Prevent certificate tree corruption #280

AlexVelezLl · 2026-01-07T22:54:36Z

Summary

When many sync sessions were happening concurrently, there were occasions where two certificates could have the same lft and rght. This was due to some concurrency problems in the internals of MTTP. Wrapping these Certificate creations on the remote server and on the local server (after the remote server's response) solved the problem.

TODO

Have tests been written for the new code?
Has documentation been written/updated?
New dependencies (if any) added to requirements file

Reviewer guidance

Try running multiple concurrent sync requests and check that the tree structure is not corrupted.

Issues addressed

Needed to fix learningequality/kolibri#13821

Documentation

If the PR has documentation, link the file here (either .rst in your repo or if built on Read The Docs)

bjester

This is a fairly targeted fix that should address the specific observed issue well. Although, there are a few more ways and areas that Certificate is vulnerable to this issue. I'm suggesting a few revisions on what you've done so far and also suggest a way we can address this holistically for more complex scenarios.

We should also address this within push_signed_client_certificate_chain which is very similar to certificate_signing_request

bjester · 2026-01-07T23:10:32Z

morango/api/viewsets.py

+            with transaction.atomic():
+                # lock the parent certificate row for update
+                parent = Certificate.objects.select_for_update().get(pk=serialized_cert.validated_data['parent'].pk)
+                serialized_cert.validated_data['parent'] = parent


Like you did in the other case, where you wrapped a smaller amount of code, the same can be done here. The validation and certificate signing takes a non-negligible amount of time, since it performs cryptographic operations. So limiting what's wrapped in this transaction will reduce the time that this is actually blocking.

It should be safe to move your additions and the transaction to wrap only around the certificate.save() where MPTT should be involved.

I also tried that, but for some reason, I was still getting the concurrency errors if I just wrapped the save method in the transaction.
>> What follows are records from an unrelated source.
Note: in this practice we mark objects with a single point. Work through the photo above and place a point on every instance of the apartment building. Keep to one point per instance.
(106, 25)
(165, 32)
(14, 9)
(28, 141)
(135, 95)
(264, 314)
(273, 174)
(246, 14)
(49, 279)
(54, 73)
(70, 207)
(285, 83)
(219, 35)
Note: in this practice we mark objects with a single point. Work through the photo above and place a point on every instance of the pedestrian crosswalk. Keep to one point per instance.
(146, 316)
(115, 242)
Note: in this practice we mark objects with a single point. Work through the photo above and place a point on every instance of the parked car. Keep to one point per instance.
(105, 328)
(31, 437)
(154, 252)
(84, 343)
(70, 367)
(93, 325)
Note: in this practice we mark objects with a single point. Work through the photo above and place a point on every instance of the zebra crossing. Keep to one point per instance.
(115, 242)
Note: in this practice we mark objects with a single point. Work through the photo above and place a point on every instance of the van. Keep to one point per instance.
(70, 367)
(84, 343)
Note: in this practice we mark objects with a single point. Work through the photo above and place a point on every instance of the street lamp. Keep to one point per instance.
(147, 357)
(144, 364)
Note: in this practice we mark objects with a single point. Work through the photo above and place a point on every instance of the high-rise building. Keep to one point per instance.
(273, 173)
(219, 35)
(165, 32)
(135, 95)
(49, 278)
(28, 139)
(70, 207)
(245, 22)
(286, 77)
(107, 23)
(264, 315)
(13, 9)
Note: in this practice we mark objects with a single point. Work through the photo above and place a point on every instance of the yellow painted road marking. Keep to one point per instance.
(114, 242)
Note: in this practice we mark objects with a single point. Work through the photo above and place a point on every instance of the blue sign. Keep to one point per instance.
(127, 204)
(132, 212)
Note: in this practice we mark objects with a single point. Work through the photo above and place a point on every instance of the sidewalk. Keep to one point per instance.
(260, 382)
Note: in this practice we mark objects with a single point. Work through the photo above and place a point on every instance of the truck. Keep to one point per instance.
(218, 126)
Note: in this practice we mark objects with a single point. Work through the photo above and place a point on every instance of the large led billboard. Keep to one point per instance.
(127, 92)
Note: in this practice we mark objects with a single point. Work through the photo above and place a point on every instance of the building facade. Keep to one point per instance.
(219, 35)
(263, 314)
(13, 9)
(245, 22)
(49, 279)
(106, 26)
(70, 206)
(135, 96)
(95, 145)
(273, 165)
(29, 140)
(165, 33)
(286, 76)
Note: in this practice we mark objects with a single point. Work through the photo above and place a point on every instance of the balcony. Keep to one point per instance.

Will give it another try and see if there was something else happening around there!

bjester · 2026-01-07T23:55:58Z

morango/sync/syncsession.py

        if not Certificate.objects.filter(id=parent_cert.id).exists():
            cert_chain_response = self._get_certificate_chain(
                params={"ancestors_of": parent_cert.id}
            )

            # upon receiving cert chain from server, we attempt to save the chain into our records
            Certificate.save_certificate_chain(
                cert_chain_response.json(), expected_last_id=parent_cert.id
            )


This also needs similar protection. Although, this is dealing with a situation where the ancestors of the certificate may not exist. Since Kolibri doesn't currently use more than 2 levels of certificates, this shouldn't encounter the same MPTT issue. Nevertheless, with 3 or more, it has potential for it.

The difference here though is that we don't have those records to lock via select_for_update. For SQLite, we can trust that the DB is configured to help us enforce this simply by using a transaction (what Richard recently fixed in Kolibri, although we should document this expectation for Morango). For PostgreSQL, we can use advisory locks to block a transaction using something we'll know to be common between parallel executions. This is something we used on studio. The advisory lock pattern is therefore a bit more flexible and allows us to create a reusable pattern for this particular situation.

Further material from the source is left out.